Interval arithmetic is intended for bounding the total effect of rounding errors of calculations with machine numbers. With this arithmetic the computed result can be proved to lie in a certain interval, which leads to validated computing with guaranteed and rigorous inclusion regions for the results.

Let $G$ be the set of closed intervals $\{[a,b]\}$. The elementary arithmetical operations on intervals are defined as follows:

3.1.6 | $$I*J=\{x*y|x\in I,y\in J\},$$ | ||

$I,J\in G$, | |||

where $\mathrm{*}\in \{\mathrm{+},\mathrm{-},\mathrm{\cdot},\mathrm{/}\}$, with appropriate roundings of the end points of $I*J$ when machine numbers are being used. Division is possible only if the divisor interval does not contain zero.

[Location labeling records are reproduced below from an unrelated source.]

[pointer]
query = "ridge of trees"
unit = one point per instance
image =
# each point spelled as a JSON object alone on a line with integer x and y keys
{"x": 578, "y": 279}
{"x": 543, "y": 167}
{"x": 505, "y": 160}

Computer algebra systems use exact rational arithmetic with rational numbers $p/q$, where $p$ and $q$ are multi-length integers. During the calculations common divisors are removed from the rational numbers, and the final results can be converted to decimal representations of arbitrary length. For further information see Matula and Kornerup (1980).

To eliminate overflow or underflow in finite-precision arithmetic numbers are represented by using generalized logarithms ${\mathrm{ln}}_{\mathrm{\ell}}(x)$ given by

3.1.7 | ${\mathrm{ln}}_{0}(x)$ | $=x,$ | ||

${\mathrm{ln}}_{\mathrm{\ell}}(x)$ | $=\mathrm{ln}\left({\mathrm{ln}}_{\mathrm{\ell}-1}(x)\right),$ | |||

$\mathrm{\ell}=1,2,\mathrm{\dots}$, | ||||

with $x\ge 0$ and $\mathrm{\ell}$ the unique nonnegative integer such that $a\equiv {\mathrm{ln}}_{\mathrm{\ell}}(x)\in [0,1)$. In level-index arithmetic $x$ is represented by $\mathrm{\ell}+a$ (or $-(\mathrm{\ell}+a)$ for negative numbers). Also in this arithmetic generalized precision can be defined, which includes absolute error and relative precision (§3.1(v)) as special cases.

If ${x}^{*}$ is an approximation to a real or complex number $x$, then the absolute error is

3.1.8 | $${\u03f5}_{a}=\left|{x}^{*}-x\right|.$$ | ||

If $x\ne 0$, the relative error is

3.1.9 | $${\u03f5}_{r}=\left|\frac{{x}^{*}-x}{x}\right|=\frac{{\u03f5}_{a}}{\left|x\right|}.$$ | ||

The relative precision is

3.1.10 | $${\u03f5}_{\mathit{rp}}=\left|\mathrm{ln}\left({x}^{*}/x\right)\right|,$$ | ||

where $x{x}^{*}>0$ for real variables, and $x{x}^{*}\ne 0$ for complex variables (with the principal value of the logarithm).

The mollified error is

3.1.11 | $${\u03f5}_{m}=\frac{\left|{x}^{*}-x\right|}{\mathrm{max}(\left|x\right|,1)}.$$ | ||

For error measures for complex arithmetic see Olver (1983).